On this trip I lunched with the women doctors and they told me about their problems with their own German refugees, who had to live on the German economy because they were German citizens but could not at that time of hardship find work. They were existing under miserable and dangerous conditions. I was also told of the difficulties of tracing children taken by Hitler from conquered Poland and other lands, under his plan of destroying their nationality. As the records were found, an effort was being made to restore the children to their families. Many of them did not even know they were not of German birth.
I stayed only a little more than a day in Stuttgart but the visit taught me much and I returned with zest to the work of the Third Committee of the General Assembly.
In the final vote in Committee Three, on presenting the Declaration to the Assembly, the delegates from four Moslem countries abstained, explaining that they believed the article on religious freedom was contrary to the Koran. We consulted Sir Zafrulla Khan, the foreign minister of Pakistan, the largest Moslem nation.
“It is my opinion,” he declared, “that our Pakistan delegate has misinterpreted the Koran. I understand the Koran to say: ‘He who can believe shall believe; he who cannot believe shall disbelieve; the only unforgiveable sin is to be a hypocrite.’ I shall vote for acceptance of the Universal Declaration of Human Rights.”

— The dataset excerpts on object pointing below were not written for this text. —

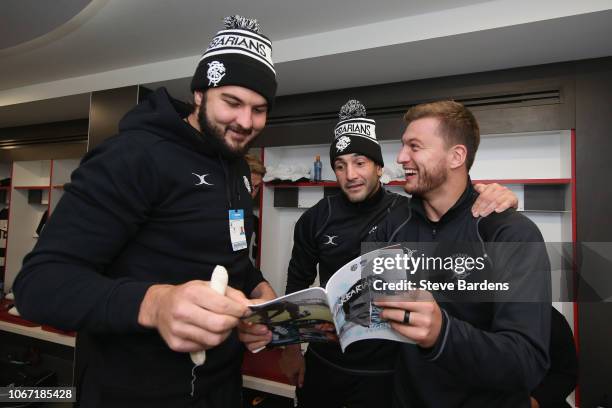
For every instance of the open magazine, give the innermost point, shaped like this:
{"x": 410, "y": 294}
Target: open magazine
{"x": 342, "y": 311}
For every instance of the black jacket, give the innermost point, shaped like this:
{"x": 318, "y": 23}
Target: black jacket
{"x": 489, "y": 353}
{"x": 147, "y": 206}
{"x": 329, "y": 235}
{"x": 560, "y": 380}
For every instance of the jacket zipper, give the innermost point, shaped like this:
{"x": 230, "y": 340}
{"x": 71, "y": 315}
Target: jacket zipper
{"x": 228, "y": 191}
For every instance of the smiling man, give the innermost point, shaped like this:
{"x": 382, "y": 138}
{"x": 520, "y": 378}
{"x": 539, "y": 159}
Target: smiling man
{"x": 326, "y": 237}
{"x": 476, "y": 348}
{"x": 126, "y": 257}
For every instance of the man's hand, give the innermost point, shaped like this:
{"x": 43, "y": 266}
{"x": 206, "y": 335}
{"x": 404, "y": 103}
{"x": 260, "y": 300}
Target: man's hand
{"x": 192, "y": 316}
{"x": 292, "y": 364}
{"x": 424, "y": 319}
{"x": 493, "y": 197}
{"x": 257, "y": 336}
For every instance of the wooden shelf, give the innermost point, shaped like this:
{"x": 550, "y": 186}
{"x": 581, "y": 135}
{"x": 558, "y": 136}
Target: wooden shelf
{"x": 32, "y": 187}
{"x": 38, "y": 333}
{"x": 401, "y": 182}
{"x": 303, "y": 184}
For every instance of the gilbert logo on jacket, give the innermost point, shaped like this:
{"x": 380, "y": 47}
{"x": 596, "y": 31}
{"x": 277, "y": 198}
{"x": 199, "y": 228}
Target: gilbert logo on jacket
{"x": 202, "y": 179}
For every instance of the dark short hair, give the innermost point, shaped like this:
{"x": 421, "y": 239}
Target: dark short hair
{"x": 457, "y": 124}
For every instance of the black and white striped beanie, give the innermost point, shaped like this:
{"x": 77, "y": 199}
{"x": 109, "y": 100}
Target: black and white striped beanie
{"x": 355, "y": 133}
{"x": 239, "y": 55}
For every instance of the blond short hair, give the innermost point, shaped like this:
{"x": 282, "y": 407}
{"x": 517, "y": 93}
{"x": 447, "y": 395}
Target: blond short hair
{"x": 457, "y": 124}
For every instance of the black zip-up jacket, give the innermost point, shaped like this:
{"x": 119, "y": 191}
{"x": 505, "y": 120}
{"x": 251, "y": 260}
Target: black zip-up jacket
{"x": 329, "y": 235}
{"x": 148, "y": 206}
{"x": 489, "y": 353}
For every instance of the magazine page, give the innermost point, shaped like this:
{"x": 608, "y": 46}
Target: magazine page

In the end there was no vote cast against the Declaration in the General Assembly, but there were some disappointing abstentions. The Soviet Union and its satellite countries abstained, since the Russian delegate contended that the Declaration put emphasis mainly on “eighteenth-century rights” and not enough on economic, social and cultural rights. The delegate from Saudi Arabia abstained, saying he was quite sure King Ibn Saud would not agree to the interpretation of the Koran. South Africa also abstained, I was sad to note; its delegate said that they hoped to give their people basic human rights, but that the Declaration went too far. Two small countries were absent. The Declaration was finally accepted by the General Assembly on December 10, 1948.
After the Declaration was accepted, it seemed to me that the United States had held the chairmanship of the Commission on Human Rights long enough. So at the 1951 meeting of the commission in Geneva, I nominated Charles Malik of Lebanon, with the consent of my government. He was elected and from then on I was just a member but a most interested member, for I believed the Human Rights Commission was one of the important parts of the foundation on which the United Nations might build a peaceful world.
The commission continued to work on drafting the Covenants, but this was so difficult that the United States group finally decided that it would be possible to progress only if we moved forward a step at a time. We proposed that there be two Covenants, one covering legally binding agreements on social and economic rights and another covering political and civil rights. This plan was vigorously opposed by some delegations, including the Soviets, on the ground that the economic and social rights were the most important and that they probably would not be accepted for years if they were in a separate covenant. But it seemed to our delegation that it was better to try to get what we could at that time. The civil and political rights already were a part of the law in many countries and were not so difficult to phrase in legal language that would be generally acceptable, although we knew that even this first step would be exceedingly difficult.